Does she like philosophy?
* The Gift: Imagination and the Erotic Life of Property by Lewis Hyde (more recently retitled, The Gift: How the Creative Spirit Transforms the World - same book.)
* The Grasshopper: Games, Life and Utopia by Bernard Suits (Involves Socratic dialogue, which is fiction)
* Free Culture: The Nature and Future of Creativity by Lawrence Lessig

Law & politics?
* The Public Domain: Enclosing the Commons of the Mind by James Boyle
* Debt: The First 5000 Years by David Graeber
* Dumbing Us Down: The Hidden Curriculum of Compulsory Schooling by John Taylor Gatto

Communications?
* The Gentle Art of Verbal Self-Defense by Suzette Haden Elgin
(This book changed my life, and my husband grumbles that I have an unfair advantage in arguments because I've read it and the sequels.)
posted by ErisLordFreedom at 8:01 PM on March 26, 2018 [1 favorite]

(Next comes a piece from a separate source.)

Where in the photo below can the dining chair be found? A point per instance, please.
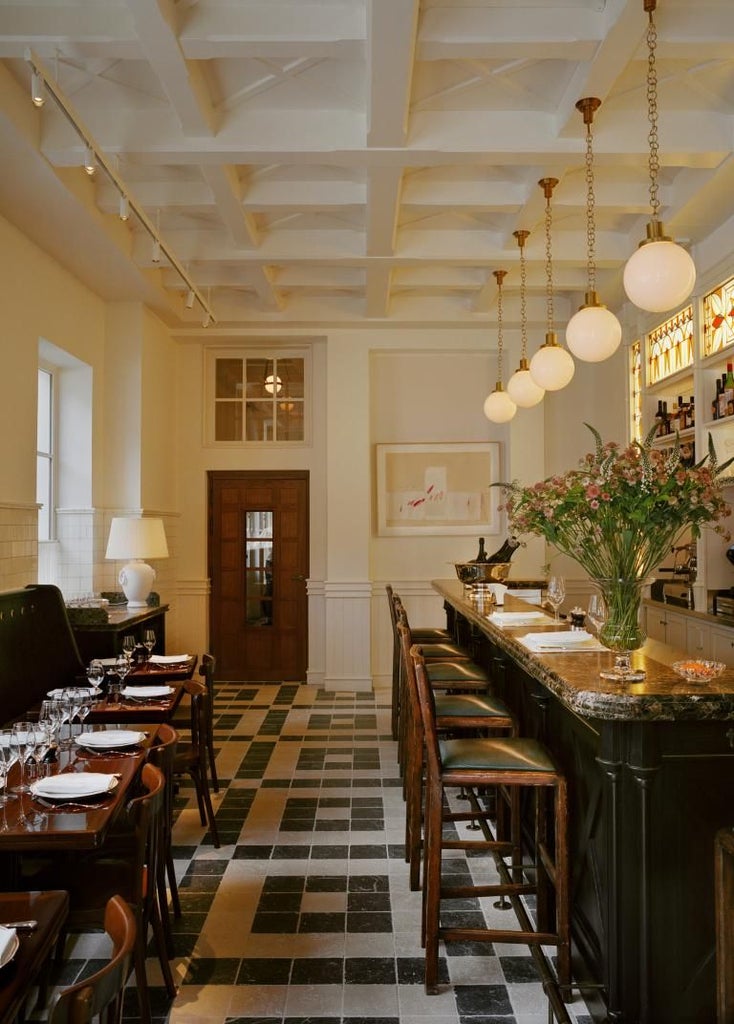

Stiff: The Curious Lives of Human Cadavers is different, but very readable and interesting
posted by gemmy at 8:52 PM on March 26, 2018


Sara Wheeler is a travel writer and biographer with an engaging voice who chooses interesting subjects. Of the books listed on her Amazon page I particularly enjoyed Terra Incognita, Travels in a Thin Country, and O My America.
posted by Morpeth at 7:09 AM on March 27, 2018


Anything by Jon Ronson or memoirs by the late Dr. Oliver Sacks. Ronson is a journalist who seeks out interesting people, and by interesting, I mean charismatic racists, conspiracy theorists, scientologists, people who were publicly shamed, Army Generals who believe in telekinesis, and so on. Dr. Sacks was a neurologist who writes many interesting accounts of his patients and their peculiar afflictions and the adaptations they use to cope with them.

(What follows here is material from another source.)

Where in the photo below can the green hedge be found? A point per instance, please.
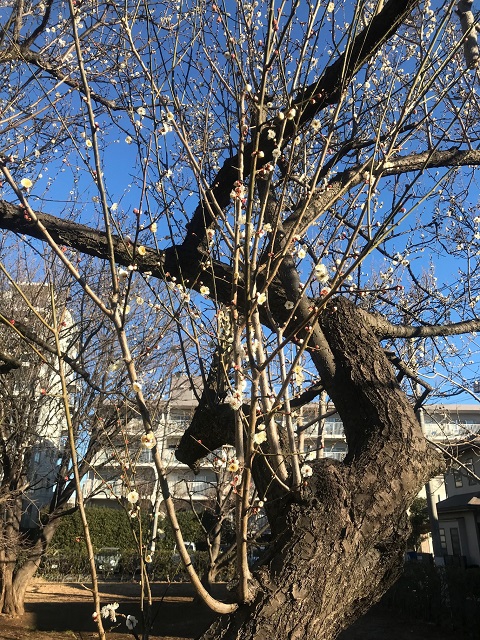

Actually, get one of each author-- start with "Them" for Ronson and "The Man Who Mistook His Wife for a Hat" for Dr. Sacks. If she likes the style, then pour them on.

I'll happily second Mary Roach as well.
posted by Sunburnt at 10:20 AM on March 27, 2018


I've read two books by Richard Lloyd Parry and enjoyed them both immensely: People Who Eat Darkness and Ghosts of the Tsunami.
posted by jabes at 11:32 AM on March 27, 2018 [1 favorite]


Oh and Caitlin Doughty is great. I haven't read From Here to Eternity, but Smoke Gets In Your Eyes was excellent.
posted by jabes at 11:34 AM on March 27, 2018


I have read From Here to Eternity and it's very good.
posted by jessamyn at 11:37 AM on March 27, 2018


The books orangejenny recommended are some of my favourites.

I just read I’ll Be Gone in the Dark about the Golden State killer and the reporter who became obsessed with the case. And Educated by Tara Westover was amazing.